We consider three binary classification tasks in the experiments, namely AD vs. NC, MCI vs. NC, and pMCI vs. sMCI. We adopt a cross-validation strategy (10-fold) in order to examine the classification performance. In detail, the data are randomly divided into ten roughly equal portions, and in each fold, the subjects in one fold are used as testing data, while the rest subjects are used as training data. Such process is executed ten times to alleviate bias in random partitioning. For the unlabeled data in our method, we choose the irrelevant subjects with respect to the current classification task, e.g., when we classify AD and NC, the data from MCI subjects are used as unlabeled data. The dimensionality of the SNP features is reduced to that of the MRI features before our joint feature and sample learning.

The parameters in feature and sample selection for each classification task are selected by grid search on the training data. The parameters λ₁ and λ₂ in Eq. 7 for regularization purpose are searched from the range {2¹⁰, 2⁻⁹, …, 2⁰}. After each hierarchy, 5% samples are discarded, and the features whose coefficients in w are smaller than 10⁻³ are removed. The neighborhood size K in Eqs (5) and (6) is set to 20, as we empirically find that this is a reasonable choice to allow sufficient neighbors to assign a reliable soft label to unlabeled samples. To train the classifier, we use the implementation of LibSVM³⁸ for linear SVM model training with the default parameter C = 1, since we observe that the results are not sensitive to the changes in this parameter. To validate the statistical significance of our method, we perform paired-sample t-test to compare our method with the other benchmark methods.

Effects of Hierarchical Structure

To examine the effectiveness of the proposed hierarchical framework, Fig. 1 compares the classification accuracy (ACC) and area under the receiver operating characteristic (ROC) curve (AUC) under different settings of number of hierarchies. It is observed that the use of more hierarchies benefits the classification performance in all tasks, although the improvement becomes marginal after three hierarchies. Especially for the task of pMCI vs. sMCI classification, where the training data are not abundant, keeping discarding samples and features in a sequence of hierarchies may result in insufficient classification model learning. Therefore, we set the number of hierarchies to three in the following experiments. After this iterative process, on average, about 40% of the features are selected for training the classification models. It is also worth mentioning that compared to AD vs. NC classification, MCI vs. NC and pMCI vs. sMCI classifications are also critical in early diagnosis and possible therapeutic interventions, and these tasks can be more difficult, as demonstrated by lower values in ACC and AUC.

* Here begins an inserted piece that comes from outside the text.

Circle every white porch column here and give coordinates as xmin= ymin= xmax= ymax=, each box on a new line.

**Figure 1: Effects of using different numbers of hierarchies.**

Effects of Multimodal Features

In our method, both MRI and SNP features are used. To study the contribution of individual feature modality, the ROC curves of the classification results using single feature modality are compared with those using both modalities in Fig. 2, and the values of ACC and AUC are listed in Table 1. As observed, using both modalities, i.e., MRI and SNP, better classification performances are achieved as compared with the use of a single feature modality in different classification tasks. This suggests that our method can effectively utilize the information from both modalities, and therefore produces better overall performance. For AD vs. NC classification, MRI features are more discriminative than the SNPs, while the opposite is observed in MCI vs. NC and pMCI vs. sMCI classifications. This suggests that the SNP features are more helpful in discerning the subtle differences in the possible presence of MCI.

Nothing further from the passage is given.